Market Views

GLOBAL CREDIT BULLETS | Monday, 2nd November 2020

Lockdown – Back home.
Rising hospitalisation rates pushed European countries back into soft lockdowns. Measures are less strict than in April, but they will be enough for a decent downgrade of 4Q20 growth forecasts. Equity markets have taken a hit, while credit has resisted. We believe credit will remain more supported, thanks to monetary policy and fiscal help. We see potential for some more volatility into year end, especially as the market may focus on potential US restrictions once elections are off the way. US equities and credit seems more at risk than European equities in a lockdown case, as they both lagged the move weaker. The outlook for a vaccine in early 2021 and monetary stimulus may cap the downside, so any selloff will be much milder than in March. Asia will continue to outperform as lockdowns are not in sight.

Election Tuesday – Watch FL, NC, PA.
Our latest probabilities assign 87% chances to a Biden win and 61% chances to a Blue wave scenario. Strong voter turnout has continued over the weekend with 93mn of people having voted so far, which represents 68% of total 2016 votes. Our base case remains that of a Biden win, which in our view confirms the case for value trades, inflation, and non-US assets to outperform and for the Dollar and Treasuries to underperform. Clearly the stamina of the Biden trade will also depend on the US lockdown outlook post-elections. In regard to election night, Florida, Arizona and North Carolina are key to watch as a Biden win in either could mean a clear result on November 4. If Biden were to lose all of them (unlikely scenario, based on polls), we would need to wait for Pennsylvania, to assess his victory. This could take up to 1 and 2 weeks from the election night given the tabulation start date and ballot deadlines.

ECB – Wait for Christmas.
The ECB meeting last week painted a bleaker outlook for 4Q20 but refrained from acting for now. Instead, stimulus at the December meeting was telegraphed to markets. In the last meeting of the year, we are likely to see a €400-500bn increase in PEPP purchases, an expansion of the TLTRO program, and a broadening of eligible assets for purchases (e.g. “fallen angels”). This package currently lies at the dovish side of consensus, and hence could provide a good backstop for any lockdown weakness in November. The Fed this week will likely hold policy too, given the elections uncertainty, so any re-assessment will be in December.

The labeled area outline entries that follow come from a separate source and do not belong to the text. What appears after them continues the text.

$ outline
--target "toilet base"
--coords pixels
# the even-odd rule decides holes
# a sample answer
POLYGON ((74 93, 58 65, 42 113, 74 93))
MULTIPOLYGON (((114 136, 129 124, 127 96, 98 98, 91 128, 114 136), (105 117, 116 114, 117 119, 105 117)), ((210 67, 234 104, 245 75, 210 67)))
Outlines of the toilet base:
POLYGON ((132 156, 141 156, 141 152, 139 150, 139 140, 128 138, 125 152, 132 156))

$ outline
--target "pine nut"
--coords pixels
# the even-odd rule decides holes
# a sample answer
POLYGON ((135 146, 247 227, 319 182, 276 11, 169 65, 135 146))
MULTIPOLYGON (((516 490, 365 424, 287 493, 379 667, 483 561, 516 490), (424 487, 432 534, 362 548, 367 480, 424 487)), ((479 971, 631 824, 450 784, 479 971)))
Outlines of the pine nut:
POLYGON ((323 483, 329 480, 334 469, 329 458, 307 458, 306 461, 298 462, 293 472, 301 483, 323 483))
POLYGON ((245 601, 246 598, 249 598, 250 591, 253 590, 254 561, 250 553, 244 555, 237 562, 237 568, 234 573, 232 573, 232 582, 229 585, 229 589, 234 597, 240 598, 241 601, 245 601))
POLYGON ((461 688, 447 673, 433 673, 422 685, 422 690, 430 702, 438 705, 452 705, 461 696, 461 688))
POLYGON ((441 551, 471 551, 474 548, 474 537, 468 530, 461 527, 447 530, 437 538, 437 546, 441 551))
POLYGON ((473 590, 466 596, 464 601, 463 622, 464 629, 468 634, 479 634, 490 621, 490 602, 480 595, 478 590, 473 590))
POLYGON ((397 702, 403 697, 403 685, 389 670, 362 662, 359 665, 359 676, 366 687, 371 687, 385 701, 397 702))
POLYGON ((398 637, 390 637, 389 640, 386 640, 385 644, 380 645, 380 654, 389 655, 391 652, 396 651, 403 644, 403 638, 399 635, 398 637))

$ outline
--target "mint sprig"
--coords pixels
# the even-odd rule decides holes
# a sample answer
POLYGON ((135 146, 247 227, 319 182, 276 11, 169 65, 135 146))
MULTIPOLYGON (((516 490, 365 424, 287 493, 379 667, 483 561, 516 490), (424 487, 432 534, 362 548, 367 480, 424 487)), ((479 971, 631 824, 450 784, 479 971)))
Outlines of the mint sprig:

Upcoming ECB stimulus is likely to cap downside on credit from here, together with aid from governments to strategic firms.

China – Opening up.
The Central Committee of the Communist Party released details on the new five-year plan. While a growth target was not specified, the Committee pledged a strong commitment to liberalise the capital account. As the focus moves away from export-led growth to focus on innovation and the consumer, the politburo is likely to allow more capital inflows into the country. Chinese bonds and equities remain underweight in global portfolios, so that further liberalization will be a strong tailwind for Chinese asset prices. Short-term, CNH and equities have more room given positive-growth momentum in Asia. Strong 3Q GDP and the recent beat on PMIs point in this direction. Chinese local bonds are headed to attract investor attention in 2021 too given tight monetary policy and a lack of global safe havens.